Bernie eventually went back to college to get advanced degrees, and ended up
teaching at Fresno State University, where I ended up from 1971 to 1973.
Bernie retired to Santa Cruz, and I would visit him and his
wife June, who lived only five minutes away. Each time I stopped by, he was at
his dining room table, which was filled with too many bottles of meds, accompanied
by a plethora of medical bills.
When I commented on that as a fifty-four year old
“youngster,” he would reply, “Your turn will come all too soon.”
It did, and Bernie died within a year or two.
The Medical Muddle
Has Become All Mine
Let’s start at the top with the pre-cancerous and cancerous
growths I need removed from my head, on a regular basis.
Twice a year, my regular doctor will spray the early growths
with liquid nitrogen to kill them, and if the growths have found a dwelling
on my head, he will either take to carving them out himself, or send me to a
dermatologist trained in the MOHS method. The latter is more efficient, since
the doctor keeps me in his office until all of the cancer is removed.
I go in, he does some carving, and then sends me to the
waiting room while he can quickly measure whether or not his work has been
successful. If not, I am brought back in for another slicing. He will continue
to do this until I am cancer free.
My regular doctor, estimates where the growth is, slices
that area, and I am sent home while the specimen is sent to the lab for an
analysis. When I come back in a week, I get the verdict as to whether or not he
caught the cancer.
After my March 12th operation, when I came back on March 19th
to have the stitches removed, he told me that the lab’s biopsy revealed that
there were still some areas to be worked on. That’s when he suggested that I go
to the MOHS man.
My First Medical Concierge
I called this morning asking what meds I should stop taking
before the procedure,
and the receptionist called back immediately. Tomorrow is
not a procedure day, the appointment is for the MOH’s man to look at you,
evaluate you, and then schedule a date in the future for the procedure.

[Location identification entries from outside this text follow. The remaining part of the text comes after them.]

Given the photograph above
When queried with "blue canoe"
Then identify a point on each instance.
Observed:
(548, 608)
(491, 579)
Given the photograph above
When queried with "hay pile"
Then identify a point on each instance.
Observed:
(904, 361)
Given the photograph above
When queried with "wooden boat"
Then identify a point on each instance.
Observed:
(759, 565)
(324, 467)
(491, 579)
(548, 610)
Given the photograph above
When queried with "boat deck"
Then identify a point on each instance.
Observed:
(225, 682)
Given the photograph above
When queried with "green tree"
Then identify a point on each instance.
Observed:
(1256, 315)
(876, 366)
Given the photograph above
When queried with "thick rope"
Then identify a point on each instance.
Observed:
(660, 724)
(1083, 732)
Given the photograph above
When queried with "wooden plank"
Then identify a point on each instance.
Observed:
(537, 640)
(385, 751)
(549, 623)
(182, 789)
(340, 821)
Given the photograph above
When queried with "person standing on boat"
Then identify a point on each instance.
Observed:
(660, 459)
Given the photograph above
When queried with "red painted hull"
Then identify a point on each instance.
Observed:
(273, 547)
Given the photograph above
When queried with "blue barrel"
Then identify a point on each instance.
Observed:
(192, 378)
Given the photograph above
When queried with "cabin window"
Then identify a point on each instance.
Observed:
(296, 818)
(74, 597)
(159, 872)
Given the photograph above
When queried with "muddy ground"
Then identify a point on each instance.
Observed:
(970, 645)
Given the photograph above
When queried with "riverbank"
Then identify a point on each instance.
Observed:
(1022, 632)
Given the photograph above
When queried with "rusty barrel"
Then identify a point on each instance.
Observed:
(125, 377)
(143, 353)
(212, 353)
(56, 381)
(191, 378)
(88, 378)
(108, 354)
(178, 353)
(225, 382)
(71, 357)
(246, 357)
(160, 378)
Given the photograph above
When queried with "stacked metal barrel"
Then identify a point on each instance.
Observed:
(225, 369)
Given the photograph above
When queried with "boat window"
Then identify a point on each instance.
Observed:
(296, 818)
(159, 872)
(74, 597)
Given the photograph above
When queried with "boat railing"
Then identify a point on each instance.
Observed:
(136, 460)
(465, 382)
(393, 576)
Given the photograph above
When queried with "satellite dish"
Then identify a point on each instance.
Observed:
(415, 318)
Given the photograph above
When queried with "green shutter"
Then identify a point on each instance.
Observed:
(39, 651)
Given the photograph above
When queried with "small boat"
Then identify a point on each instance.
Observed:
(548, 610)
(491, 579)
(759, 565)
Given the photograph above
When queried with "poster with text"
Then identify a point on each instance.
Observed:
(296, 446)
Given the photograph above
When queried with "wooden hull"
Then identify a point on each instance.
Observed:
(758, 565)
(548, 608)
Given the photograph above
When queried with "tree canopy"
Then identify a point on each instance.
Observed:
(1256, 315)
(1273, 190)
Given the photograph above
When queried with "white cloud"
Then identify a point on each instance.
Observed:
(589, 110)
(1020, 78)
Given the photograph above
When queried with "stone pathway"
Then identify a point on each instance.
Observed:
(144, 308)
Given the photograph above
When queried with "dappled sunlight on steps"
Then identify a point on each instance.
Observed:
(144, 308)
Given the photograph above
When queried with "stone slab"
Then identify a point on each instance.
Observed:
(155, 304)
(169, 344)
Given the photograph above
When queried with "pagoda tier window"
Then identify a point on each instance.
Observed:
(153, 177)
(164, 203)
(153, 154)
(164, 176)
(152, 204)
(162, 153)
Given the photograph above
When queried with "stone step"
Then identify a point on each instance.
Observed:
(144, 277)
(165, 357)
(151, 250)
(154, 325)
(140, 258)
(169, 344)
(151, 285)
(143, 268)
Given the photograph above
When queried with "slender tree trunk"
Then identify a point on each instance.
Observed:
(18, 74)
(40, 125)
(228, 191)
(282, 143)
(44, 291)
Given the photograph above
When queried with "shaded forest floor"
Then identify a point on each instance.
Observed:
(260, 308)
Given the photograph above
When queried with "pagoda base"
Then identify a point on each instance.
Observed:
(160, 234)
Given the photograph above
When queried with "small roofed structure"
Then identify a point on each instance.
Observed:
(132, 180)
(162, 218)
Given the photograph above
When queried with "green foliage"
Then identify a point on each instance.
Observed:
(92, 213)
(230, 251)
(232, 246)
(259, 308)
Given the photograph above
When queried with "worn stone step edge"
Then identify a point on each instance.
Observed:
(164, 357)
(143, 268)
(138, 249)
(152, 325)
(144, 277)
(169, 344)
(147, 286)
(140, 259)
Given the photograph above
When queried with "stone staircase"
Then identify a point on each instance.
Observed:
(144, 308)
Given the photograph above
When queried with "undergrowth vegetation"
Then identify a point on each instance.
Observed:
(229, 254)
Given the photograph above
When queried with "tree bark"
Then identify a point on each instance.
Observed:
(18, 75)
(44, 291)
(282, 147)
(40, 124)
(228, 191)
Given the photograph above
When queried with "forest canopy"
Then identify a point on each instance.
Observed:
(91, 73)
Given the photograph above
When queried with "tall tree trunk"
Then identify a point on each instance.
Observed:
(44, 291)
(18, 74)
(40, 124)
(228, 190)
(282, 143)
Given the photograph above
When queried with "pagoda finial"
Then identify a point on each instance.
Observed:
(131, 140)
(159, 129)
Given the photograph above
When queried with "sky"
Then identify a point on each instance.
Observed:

I carefully explained that my primary doctor had sent the
MOH’s man the complete lab results of the first procedure, but the concierge
said that I have to be examined in person before he would even think about
cutting into me.
So tomorrow, I will go in for an hour, be examined, and that
appointment is to determine what is to be eventually done and when.
An appointment for an appointment sounds like a way to add
to the Medicare billing,
and cost me some more time in a waiting room.
My only hope for satisfaction tomorrow is if I get to meet a
medical concierge for the first time ever.